25.
Jamaican Greater Funnel-eared Bat
(Natalus jamaicensis)
CR
Overview
This species is a member of a small, ancient family of cave-dwelling bats that evolved in the West Indies. Recently recognized as a distinct species, the Jamaican Greater Funnel-Eared Bat is known from a single locality – St. Clair Cave in central Jamaica – where the surviving population numbers fewer than 100 individuals. The cave also contains a resident population of feral cats which are known to feed on bats, and the Jamaican Greater Funnel-Eared Bat is particularly vulnerable because it roosts low down on cave walls. The highly restricted geographical range, low population numbers and predation threat make this species highly vulnerable to extinction, but there are no invasive predator control measures or any other official protection currently in place at St. Clair Cave.

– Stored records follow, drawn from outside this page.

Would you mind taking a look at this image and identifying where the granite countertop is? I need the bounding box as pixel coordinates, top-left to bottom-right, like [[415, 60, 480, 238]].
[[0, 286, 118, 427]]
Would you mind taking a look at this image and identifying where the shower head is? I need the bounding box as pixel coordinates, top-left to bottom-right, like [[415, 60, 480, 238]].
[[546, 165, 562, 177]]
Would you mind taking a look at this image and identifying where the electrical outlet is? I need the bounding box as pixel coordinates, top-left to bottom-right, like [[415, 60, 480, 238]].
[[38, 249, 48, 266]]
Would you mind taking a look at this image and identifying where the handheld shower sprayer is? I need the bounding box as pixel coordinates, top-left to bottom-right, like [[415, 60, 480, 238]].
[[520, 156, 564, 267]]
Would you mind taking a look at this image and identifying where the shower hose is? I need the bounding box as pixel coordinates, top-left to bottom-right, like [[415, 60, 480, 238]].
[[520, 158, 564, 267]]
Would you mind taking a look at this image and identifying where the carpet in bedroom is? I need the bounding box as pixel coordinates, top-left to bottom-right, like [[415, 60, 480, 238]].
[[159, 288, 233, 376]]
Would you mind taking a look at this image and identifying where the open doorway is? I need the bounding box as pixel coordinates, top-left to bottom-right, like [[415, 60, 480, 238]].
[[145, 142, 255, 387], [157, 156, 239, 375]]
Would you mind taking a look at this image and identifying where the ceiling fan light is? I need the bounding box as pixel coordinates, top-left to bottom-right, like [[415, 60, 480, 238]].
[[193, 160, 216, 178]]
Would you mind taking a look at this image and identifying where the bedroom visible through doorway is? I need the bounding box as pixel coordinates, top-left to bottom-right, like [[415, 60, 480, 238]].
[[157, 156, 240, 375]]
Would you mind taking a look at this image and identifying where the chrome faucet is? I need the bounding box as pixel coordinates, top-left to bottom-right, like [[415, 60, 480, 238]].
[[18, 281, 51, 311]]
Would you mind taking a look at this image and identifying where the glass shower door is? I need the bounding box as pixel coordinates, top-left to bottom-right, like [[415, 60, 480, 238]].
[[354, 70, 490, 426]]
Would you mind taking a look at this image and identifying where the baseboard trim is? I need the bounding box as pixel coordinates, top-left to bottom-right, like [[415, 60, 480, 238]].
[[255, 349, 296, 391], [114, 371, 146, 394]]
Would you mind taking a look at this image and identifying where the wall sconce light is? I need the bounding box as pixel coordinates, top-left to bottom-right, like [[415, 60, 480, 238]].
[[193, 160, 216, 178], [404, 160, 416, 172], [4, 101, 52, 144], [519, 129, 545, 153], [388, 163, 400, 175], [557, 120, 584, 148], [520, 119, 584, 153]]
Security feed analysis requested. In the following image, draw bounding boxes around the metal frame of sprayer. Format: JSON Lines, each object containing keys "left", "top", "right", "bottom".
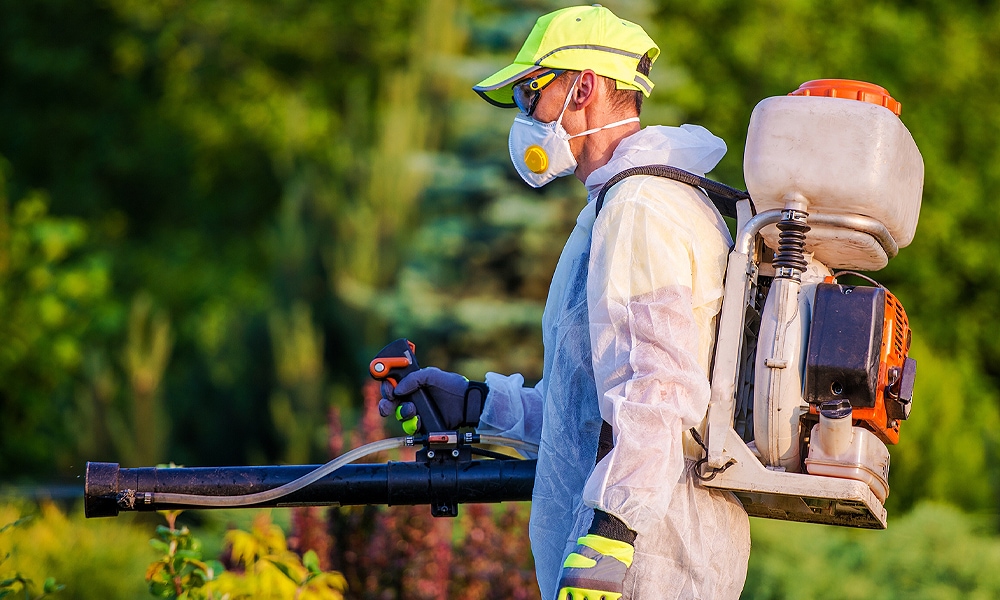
{"left": 698, "top": 199, "right": 910, "bottom": 529}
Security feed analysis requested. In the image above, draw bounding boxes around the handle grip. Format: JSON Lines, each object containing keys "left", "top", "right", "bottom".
{"left": 369, "top": 338, "right": 447, "bottom": 433}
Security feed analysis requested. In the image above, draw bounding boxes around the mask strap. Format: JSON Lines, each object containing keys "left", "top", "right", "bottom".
{"left": 556, "top": 74, "right": 640, "bottom": 139}
{"left": 555, "top": 74, "right": 582, "bottom": 129}
{"left": 567, "top": 116, "right": 640, "bottom": 140}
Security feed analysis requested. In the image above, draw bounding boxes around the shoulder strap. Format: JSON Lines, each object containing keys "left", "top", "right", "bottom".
{"left": 592, "top": 165, "right": 751, "bottom": 466}
{"left": 594, "top": 165, "right": 752, "bottom": 219}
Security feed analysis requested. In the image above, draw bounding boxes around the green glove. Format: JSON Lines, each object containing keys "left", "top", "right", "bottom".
{"left": 557, "top": 511, "right": 636, "bottom": 600}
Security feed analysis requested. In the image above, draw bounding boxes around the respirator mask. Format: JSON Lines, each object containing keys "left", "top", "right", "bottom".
{"left": 508, "top": 73, "right": 639, "bottom": 188}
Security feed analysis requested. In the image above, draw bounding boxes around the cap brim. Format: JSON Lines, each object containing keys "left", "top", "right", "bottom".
{"left": 473, "top": 63, "right": 543, "bottom": 108}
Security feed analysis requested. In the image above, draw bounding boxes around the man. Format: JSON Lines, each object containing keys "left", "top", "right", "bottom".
{"left": 381, "top": 5, "right": 750, "bottom": 599}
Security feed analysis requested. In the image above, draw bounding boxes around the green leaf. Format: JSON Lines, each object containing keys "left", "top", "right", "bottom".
{"left": 176, "top": 562, "right": 197, "bottom": 578}
{"left": 149, "top": 539, "right": 170, "bottom": 554}
{"left": 0, "top": 517, "right": 33, "bottom": 535}
{"left": 148, "top": 580, "right": 172, "bottom": 596}
{"left": 175, "top": 549, "right": 202, "bottom": 561}
{"left": 204, "top": 560, "right": 225, "bottom": 581}
{"left": 42, "top": 577, "right": 64, "bottom": 594}
{"left": 155, "top": 525, "right": 175, "bottom": 538}
{"left": 266, "top": 558, "right": 298, "bottom": 583}
{"left": 302, "top": 550, "right": 321, "bottom": 574}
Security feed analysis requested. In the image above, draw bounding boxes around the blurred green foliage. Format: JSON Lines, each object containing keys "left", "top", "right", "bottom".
{"left": 0, "top": 502, "right": 150, "bottom": 599}
{"left": 1, "top": 0, "right": 1000, "bottom": 595}
{"left": 0, "top": 513, "right": 63, "bottom": 599}
{"left": 0, "top": 162, "right": 117, "bottom": 476}
{"left": 745, "top": 503, "right": 1000, "bottom": 599}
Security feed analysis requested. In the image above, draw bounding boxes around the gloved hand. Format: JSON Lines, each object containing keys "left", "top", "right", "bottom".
{"left": 557, "top": 511, "right": 636, "bottom": 600}
{"left": 378, "top": 367, "right": 488, "bottom": 434}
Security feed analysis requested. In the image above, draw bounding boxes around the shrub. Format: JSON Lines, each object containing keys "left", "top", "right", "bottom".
{"left": 147, "top": 509, "right": 346, "bottom": 600}
{"left": 744, "top": 502, "right": 1000, "bottom": 599}
{"left": 0, "top": 501, "right": 150, "bottom": 600}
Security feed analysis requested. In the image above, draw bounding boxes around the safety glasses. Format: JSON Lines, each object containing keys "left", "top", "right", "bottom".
{"left": 512, "top": 69, "right": 566, "bottom": 116}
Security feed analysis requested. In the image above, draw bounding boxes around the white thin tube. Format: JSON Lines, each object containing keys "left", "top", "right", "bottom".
{"left": 148, "top": 435, "right": 540, "bottom": 507}
{"left": 151, "top": 437, "right": 407, "bottom": 507}
{"left": 479, "top": 434, "right": 539, "bottom": 456}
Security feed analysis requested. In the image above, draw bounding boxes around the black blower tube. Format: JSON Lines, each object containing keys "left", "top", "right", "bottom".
{"left": 84, "top": 459, "right": 536, "bottom": 518}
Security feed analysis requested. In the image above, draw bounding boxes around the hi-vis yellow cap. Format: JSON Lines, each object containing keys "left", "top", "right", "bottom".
{"left": 473, "top": 5, "right": 659, "bottom": 108}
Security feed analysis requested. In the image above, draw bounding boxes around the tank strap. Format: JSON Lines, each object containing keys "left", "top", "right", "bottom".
{"left": 593, "top": 165, "right": 751, "bottom": 219}
{"left": 593, "top": 166, "right": 751, "bottom": 466}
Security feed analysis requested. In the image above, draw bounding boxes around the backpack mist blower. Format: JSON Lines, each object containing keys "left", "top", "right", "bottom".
{"left": 694, "top": 79, "right": 921, "bottom": 528}
{"left": 85, "top": 80, "right": 922, "bottom": 530}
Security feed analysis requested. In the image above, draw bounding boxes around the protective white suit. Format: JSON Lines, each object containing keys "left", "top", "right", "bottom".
{"left": 479, "top": 125, "right": 751, "bottom": 599}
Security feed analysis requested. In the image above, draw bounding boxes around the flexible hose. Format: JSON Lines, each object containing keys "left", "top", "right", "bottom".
{"left": 151, "top": 437, "right": 407, "bottom": 507}
{"left": 479, "top": 434, "right": 539, "bottom": 456}
{"left": 772, "top": 209, "right": 810, "bottom": 275}
{"left": 148, "top": 435, "right": 540, "bottom": 507}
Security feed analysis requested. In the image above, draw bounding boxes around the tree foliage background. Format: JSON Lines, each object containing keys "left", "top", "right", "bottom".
{"left": 2, "top": 0, "right": 1000, "bottom": 597}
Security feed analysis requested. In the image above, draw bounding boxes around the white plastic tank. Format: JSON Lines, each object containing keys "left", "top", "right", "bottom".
{"left": 744, "top": 80, "right": 924, "bottom": 271}
{"left": 806, "top": 401, "right": 891, "bottom": 503}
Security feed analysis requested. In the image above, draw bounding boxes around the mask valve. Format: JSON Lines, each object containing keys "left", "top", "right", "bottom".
{"left": 524, "top": 145, "right": 549, "bottom": 174}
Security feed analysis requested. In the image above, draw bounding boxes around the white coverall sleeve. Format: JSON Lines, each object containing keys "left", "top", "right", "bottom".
{"left": 582, "top": 177, "right": 728, "bottom": 533}
{"left": 478, "top": 373, "right": 544, "bottom": 458}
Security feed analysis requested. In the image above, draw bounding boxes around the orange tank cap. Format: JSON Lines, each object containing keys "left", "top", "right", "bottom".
{"left": 789, "top": 79, "right": 901, "bottom": 116}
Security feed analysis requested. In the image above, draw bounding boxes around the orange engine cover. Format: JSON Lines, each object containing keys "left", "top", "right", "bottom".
{"left": 804, "top": 282, "right": 915, "bottom": 445}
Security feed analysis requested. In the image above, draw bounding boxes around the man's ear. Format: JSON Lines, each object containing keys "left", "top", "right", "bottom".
{"left": 571, "top": 69, "right": 599, "bottom": 110}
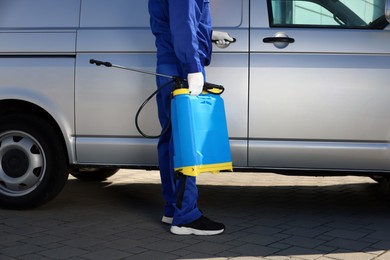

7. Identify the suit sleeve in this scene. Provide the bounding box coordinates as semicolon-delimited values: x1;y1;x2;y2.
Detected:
169;0;203;74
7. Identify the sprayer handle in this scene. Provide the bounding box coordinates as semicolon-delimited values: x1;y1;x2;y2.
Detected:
89;59;112;67
203;82;225;95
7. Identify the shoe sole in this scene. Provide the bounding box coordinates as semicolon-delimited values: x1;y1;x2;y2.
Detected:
170;226;224;236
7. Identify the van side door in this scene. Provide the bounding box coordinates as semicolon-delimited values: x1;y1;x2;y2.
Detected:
208;0;250;167
75;0;158;166
249;0;390;171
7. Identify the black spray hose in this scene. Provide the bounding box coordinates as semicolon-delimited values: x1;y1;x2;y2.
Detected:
135;79;175;138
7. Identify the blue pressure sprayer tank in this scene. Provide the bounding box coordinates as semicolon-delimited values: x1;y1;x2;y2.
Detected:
171;85;233;176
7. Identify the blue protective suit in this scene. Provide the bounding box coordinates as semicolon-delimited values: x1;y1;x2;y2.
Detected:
148;0;212;226
149;0;212;75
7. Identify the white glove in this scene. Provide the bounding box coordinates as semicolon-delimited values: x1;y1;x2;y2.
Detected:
212;30;234;48
187;72;204;96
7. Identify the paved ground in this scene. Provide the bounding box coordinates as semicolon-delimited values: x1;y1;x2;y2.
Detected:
1;170;390;260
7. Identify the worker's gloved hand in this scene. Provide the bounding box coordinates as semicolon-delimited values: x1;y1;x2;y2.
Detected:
212;30;234;48
187;72;204;96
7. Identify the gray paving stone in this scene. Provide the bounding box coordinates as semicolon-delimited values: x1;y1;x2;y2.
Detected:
20;234;65;246
39;246;89;259
324;238;374;251
183;241;232;255
103;238;145;250
370;240;390;250
282;227;329;238
124;246;149;255
284;219;328;229
239;233;283;246
230;243;280;256
314;245;338;253
216;250;242;258
0;255;19;260
316;235;337;242
40;242;65;250
324;229;367;240
0;233;28;244
1;244;45;258
141;239;186;253
124;250;179;260
279;236;325;249
203;230;250;243
242;225;284;235
368;231;390;241
115;228;158;240
169;248;194;257
17;253;56;260
60;236;106;248
82;248;132;260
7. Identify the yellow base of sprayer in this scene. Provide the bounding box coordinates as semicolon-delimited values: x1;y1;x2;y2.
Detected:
174;162;233;177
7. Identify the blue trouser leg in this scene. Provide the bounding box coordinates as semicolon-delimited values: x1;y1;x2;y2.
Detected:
156;64;202;225
156;65;176;218
172;174;201;226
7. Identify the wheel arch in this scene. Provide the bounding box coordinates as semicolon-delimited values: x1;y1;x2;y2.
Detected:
0;99;72;168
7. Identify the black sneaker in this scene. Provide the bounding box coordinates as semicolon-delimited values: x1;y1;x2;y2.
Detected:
170;216;225;235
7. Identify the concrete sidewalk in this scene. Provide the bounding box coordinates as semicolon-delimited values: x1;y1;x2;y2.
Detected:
1;170;390;259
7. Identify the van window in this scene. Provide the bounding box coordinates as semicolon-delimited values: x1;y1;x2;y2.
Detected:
269;0;388;29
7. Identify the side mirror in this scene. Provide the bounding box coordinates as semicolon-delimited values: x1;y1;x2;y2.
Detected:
386;0;390;23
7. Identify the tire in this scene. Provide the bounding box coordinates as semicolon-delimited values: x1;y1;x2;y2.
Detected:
70;168;119;182
0;114;68;209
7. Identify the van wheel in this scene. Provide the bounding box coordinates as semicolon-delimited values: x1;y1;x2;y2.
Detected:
0;114;68;209
70;168;119;182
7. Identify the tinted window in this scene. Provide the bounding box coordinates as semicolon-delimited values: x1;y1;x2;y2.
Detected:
269;0;388;29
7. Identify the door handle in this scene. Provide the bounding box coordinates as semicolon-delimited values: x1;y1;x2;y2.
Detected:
263;32;295;49
263;37;295;43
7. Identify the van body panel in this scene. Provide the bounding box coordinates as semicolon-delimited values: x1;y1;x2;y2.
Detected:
249;140;390;171
0;32;77;54
80;0;149;28
0;0;80;29
77;29;155;53
76;137;158;165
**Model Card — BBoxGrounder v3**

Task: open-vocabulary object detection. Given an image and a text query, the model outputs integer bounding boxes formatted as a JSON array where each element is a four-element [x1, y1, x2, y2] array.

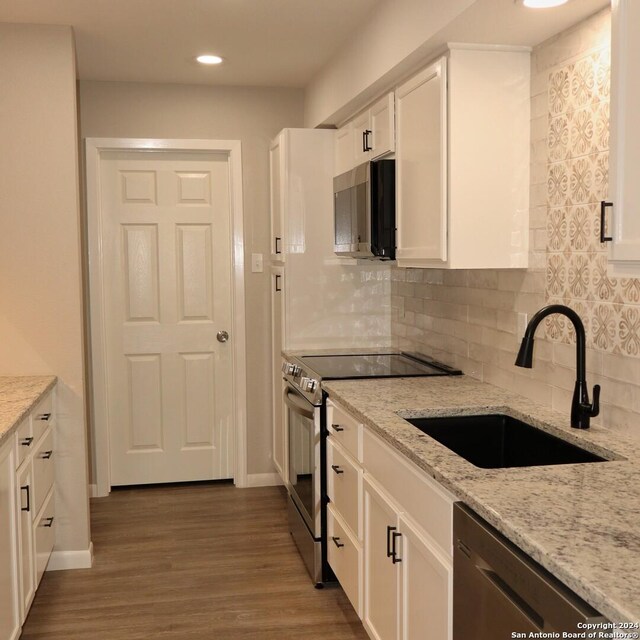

Urgent Conservation Actions
Official protection and control of feral cat population at St. Clair Cave.
Distribution
Jamaica
Evolutionary Distinctiveness
Order: Chiroptera
Family: Natalidae
The Natalidae is a small, ancient New World family of cave-dwelling bats that diverged from other bats during the early Tertiary. The natalids have been endemic to the West Indies probably since the beginning of their evolutionary history, which may explain some of their ecological characteristics (e.g. cave roosting). Two independent lineages of natalids have successfully colonized the mainland Americas from the West Indies. The genus Natalus is represented in the Greater Antilles today by three distinct species, each endemic to a single island (Cuba, Hispaniola and Jamaica), which were formerly thought to be conspecific before detailed morphometric and genetic analyses were carried out.
Description
Size: 
Head and body length: 35-55 mm
Weight: 4-10 g
These cave-dwelling bats are characterized by funnel-like ears and a tail about equal in length to the head and body. Natalus jamaicensis has a long forearm but a relatively small skull compared to the two other West Indian Natalus species, N.major and N. primus. The long, soft fur is generally grey to yellowish, with a faint lighter-coloured band across the shoulders. N. jamaicensis can also be distinguished from other species by its fluttering, moth-like flight.
Ecology
This species occurs in a ‘’hot cave”: a cave with poor ventilation and nearly constant high temperatures (26-40°C) and humidity (>90%), which typically contain large bat communities. These bats roost in groups scattered on the lower parts of the cave walls at about 1 m above the ground and occasionally on the low roofs of wall ledges. The biology of this species is poorly known, although it is likely to be insectivorous, probably foraging in relatively dense vegetation and over relatively small home ranges.
Habitat
N. jamaicensis is a cave-roosting bat known from a single “hot cave” location. It occurs in a very dry and arid area with xerophytic (dry-adapted) vegetation.
Distribution
Today the species is known from a single “hot cave”, St. Clair Cave in central Jamaica, although it has also been recorded from other cave sites across Jamaica in the recent fossil record.
Population Estimate
Estimated at fewer than 100 individuals.
Population Trend
Decreasing.
Status
Classified as Critically Endangered (EN B1ab(iii,v)) on the 2010 IUCN Red List of Threatened Species.
Threats
The main threat to the Jamaican Greater Funnel-Eared Bat is the presence of a resident population of feral cats in St. Clair Cave. Cats are known to be highly effective predators of bats, and the Jamaican Greater Funnel-Eared Bat is particularly vulnerable because it roosts low down on cave walls. Changes to the thermal balance of St. Clair Cave through erosion or future climatic change are also a serious concern.
Conservation Underway
None.
Conservation Proposed
Invasive predator control measures at St. Clair Cave, this bat’s only known roost site, are an urgent conservation priority. Unfortunately, with the exception of Windsor Great Cave in the Jamaican Cockpit Country, no cave in Jamaica, including St. Clair Cave, receives any form of official protection.
References
Dávalos, L. 2005. Molecular phylogeny of funnel-eared bats (Chiroptera: Natalidae), with notes on biogeography and conservation. Molecular Phylogenetics and Evolution 37: 91-103.

Tejedor, A., Tavares, V. C. and Silva-Taboada, G. 2005. A revision of extant Greater Antillean bats of the genus Natalus. American Museum Novitates 3493: 1-22.

Velazco, P. & Turvey, S. 2008. Natalus jamaicensis. In: IUCN 2010. IUCN Red List of Threatened Species. Version 2010.4. <www.iucnredlist.org>. Downloaded on 15 November 2010.